Benedict Follows John Paul's Path -- and Sees Saint

KRAKOW, Poland, May 27, 2006 — -- Before Pope John Paul II's 1979 trip to Poland, Judaism there had been all but wiped out by a culture of anti-Semitism.

"Nobody felt safe to be Jewish," said Michael Schudrich, the rabbi of Poland. "We're talking about: It's not assimilation, it's fear."

Schudrich said one man, the Polish-born former pope, helped to transform Polish attitudes to Judaism -- both as a moral authority and a Polish national hero.

"Pope John Paul II … has inspired many people here," Schudrich said. "To say, 'I can't be an anti-Semite if the pope said it was a sin,' it really had a social impact."

During a four-day trip to Poland today, Pope Benedict XVI told a receptive audience that his friend and predecessor, John Paul II, should be made a saint -- and fast.

The German-born Benedict said he is following in John Paul's footsteps. Today, he visited John Paul II's birthplace, and on Sunday, he will visit Auschwitz, World War II's most notorious concentration camp and one of the most memorable journeys of John Paul's papacy.

Polish Jews Decimated

For 50 years, Polish Jews faced an awful choice: To stay Jewish and leave Poland -- or to stay Polish and leave Judaism.

Jewish culture goes back centuries in Poland. The old Jewish quarter of Krakow has been restored to what it used to look like before the World War II -- except then it would have been bustling with people, and today it is nearly empty. Jews then made up 10 percent of the population -- roughly 3½ million people -- a population the Nazis tried to exterminate and the Communists tried to expel.

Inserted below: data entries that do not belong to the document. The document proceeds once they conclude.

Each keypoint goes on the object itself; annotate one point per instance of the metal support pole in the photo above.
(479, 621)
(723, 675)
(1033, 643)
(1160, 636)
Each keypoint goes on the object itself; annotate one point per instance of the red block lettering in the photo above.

But those days are finally over.

"It would be exaggerated to speak of a critical mass," said Konstanty Gebert, publisher of Midrash Monthly. "We're still a small community."

Even so, Poland's Jews again are a thriving community. This month, Poland hosted an international rabbi's convention and a cultural festival in what used to be the Warsaw ghetto -- the World War II Jewish neighborhood notoriously decimated by the Nazis.

At synagogues, the average age has dropped from 70 to 40, as younger Poles rediscover their heritage and pass it on to their children.

Rediscovered Roots

Adam Szyc, who runs a kosher store in Warsaw, said many of his customers have just learned they are Jewish.

"Young people who didn't know they were a Jew," he said, "and grandmother died. And before she died she said, 'I have a good message for you.' "

Perhaps the most dramatic example is the Bramson family, whose members have been Orthodox Jews for the past six years. Until Pawel Bramson was 21, though, he was a skinhead.

"When I got the news," he said through a translator, "I couldn't even look in the mirror anymore."

ABC News' David Wright reported this story for "World News Tonight."